Reacting to the findings of a recent study, the Somerville Board of Aldermen voted recently to enact salary increases for nearly 150 non-union city officials, including substantial raises for Mayor Joseph A. Curtatone and the aldermen themselves.
The raises are meant to rectify inequalities in pay compared to other cities and to combat job retention troubles.
But not everybody approves.
Curtatone's annual paycheck jumped from $85,000 to $124,000. City aldermen will receive $25,000, up from $16,500, and citizens serving on the school committee will make $10,507 instead of $7,700.
These are the first salary adjustments Somerville's non-union officials have seen in five years.
Director of the Executive Office of Communications for Somerville Thomas Champion said that the aldermen voted in response to the board's recommendations, and that monetary incentives are a minimal factor in city government.
"If elected officials did it for the money, no one would run," he said. "The hours are punishing, the responsibilities are enormous, and the level of public scrutiny, and oftentimes criticism, is such that you have to be motivated by other than monetary reasons if you want to run for office."
Still, the pay boosts have fomented anger among rank-and-file Somerville firefighters and police officers, who have been picketing for new contracts after a two-and-a-half-year period without them. They have said that the city has been largely unresponsive to their financial needs.
"I just think we're also deserving of a raise," Somerville Firefighters Local 76 President Jay Colbert said. "Obviously public safety is not a priority [of the administration]."
Champion, though, said that there is no relationship between collective bargaining for unionized employees and compensation for non-union employees like the mayor or aldermen.
He also pointed to increased money for training and equipment for many unionized employees and the recent promotion of police officers to the rank of sergeant.
"The idea that the only way you can measure an administration's commitment to public safety is through salary levels is one I would question," Champion said.
Bent emphasized that the pay adjustments do not only apply to the elected officials who are the focal point of public opinion, but also to the nearly 150 other workers who are long overdue for raises.

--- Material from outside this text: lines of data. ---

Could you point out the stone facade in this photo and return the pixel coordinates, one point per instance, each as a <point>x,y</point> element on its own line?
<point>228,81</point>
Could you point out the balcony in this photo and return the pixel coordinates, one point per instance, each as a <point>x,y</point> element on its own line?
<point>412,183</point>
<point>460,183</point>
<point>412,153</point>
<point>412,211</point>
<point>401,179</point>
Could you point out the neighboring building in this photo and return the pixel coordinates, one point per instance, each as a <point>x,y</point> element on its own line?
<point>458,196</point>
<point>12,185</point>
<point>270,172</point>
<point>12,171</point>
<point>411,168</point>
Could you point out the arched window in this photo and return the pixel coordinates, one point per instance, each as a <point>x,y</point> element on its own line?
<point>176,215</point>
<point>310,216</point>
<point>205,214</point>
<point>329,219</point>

"We were working on 150 non-union employees who hadn't gotten a raise in five years," he said. "We were trying to get them fair and equitable salaries."
A city ordinance mandates that the Municipal Advisory Board, whose members are appointed by the mayor and the aldermen, evaluate city officials' salaries every two years and grant raises to keep pay levels on par with their union counterparts.

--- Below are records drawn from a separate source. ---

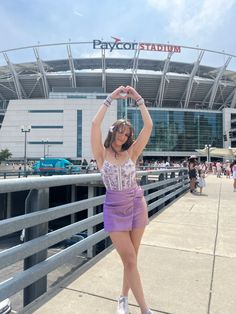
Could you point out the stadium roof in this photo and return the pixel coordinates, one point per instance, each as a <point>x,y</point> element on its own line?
<point>163,83</point>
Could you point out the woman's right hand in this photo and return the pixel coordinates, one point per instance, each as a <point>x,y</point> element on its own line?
<point>120,92</point>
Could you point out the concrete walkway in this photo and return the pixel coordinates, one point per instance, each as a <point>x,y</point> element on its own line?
<point>187,262</point>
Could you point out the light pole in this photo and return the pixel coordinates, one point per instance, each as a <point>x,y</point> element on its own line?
<point>25,129</point>
<point>208,147</point>
<point>44,147</point>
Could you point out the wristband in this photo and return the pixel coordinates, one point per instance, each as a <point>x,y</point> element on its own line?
<point>108,101</point>
<point>139,101</point>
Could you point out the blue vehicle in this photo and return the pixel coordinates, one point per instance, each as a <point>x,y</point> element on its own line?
<point>49,166</point>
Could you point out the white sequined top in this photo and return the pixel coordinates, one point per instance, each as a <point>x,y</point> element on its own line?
<point>119,177</point>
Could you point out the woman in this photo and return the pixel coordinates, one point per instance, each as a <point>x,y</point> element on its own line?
<point>125,209</point>
<point>192,173</point>
<point>234,174</point>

"In the past, the study was done on like positions, and they would by percentage give a raise based on what the union employees got," Board Chairman Tom Bent said.

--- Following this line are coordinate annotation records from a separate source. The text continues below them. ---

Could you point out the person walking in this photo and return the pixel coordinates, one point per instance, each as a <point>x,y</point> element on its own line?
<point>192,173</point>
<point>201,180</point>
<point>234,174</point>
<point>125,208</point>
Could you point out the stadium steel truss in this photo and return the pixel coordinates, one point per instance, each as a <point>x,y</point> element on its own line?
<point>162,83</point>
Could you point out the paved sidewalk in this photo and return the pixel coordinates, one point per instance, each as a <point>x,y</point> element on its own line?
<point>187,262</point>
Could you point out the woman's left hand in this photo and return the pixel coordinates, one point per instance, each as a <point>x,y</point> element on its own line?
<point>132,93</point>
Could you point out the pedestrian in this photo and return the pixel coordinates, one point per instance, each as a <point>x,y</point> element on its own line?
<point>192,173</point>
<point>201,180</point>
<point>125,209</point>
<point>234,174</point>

Bent, who has served on the board through three different administrations, said this year's analysis represents a more complete picture because the city asked for a more detailed recommendation including a job classification system and salary ranges.
"The idea of the salary ranges is that, if a position opens and someone less experienced needs to fill it, then they can start at the bottom of the range and make more as they become more experienced," Bent said.
Over a period of 15-16 months, consultants interviewed city officials and requested that they write job descriptions, allowing the board to standardize evaluations of city employees within a hierarchy that ranks employees from part-time to executive.
"We wanted to design a qualification system that would standardize human resources for Somerville," Bent said.
In an attempt to expand the scope of the report, the board for the first time examined the salaries of officials in other Massachusetts cities, finding that Somerville falls in the low end of the spectrum.
Bent said that this had caused a drain on qualified workers, as city employees often were lured away by more lucrative jobs after a few years in Somerville.
"A part of the recommendation was working to improve recruitment and retention," Bent said.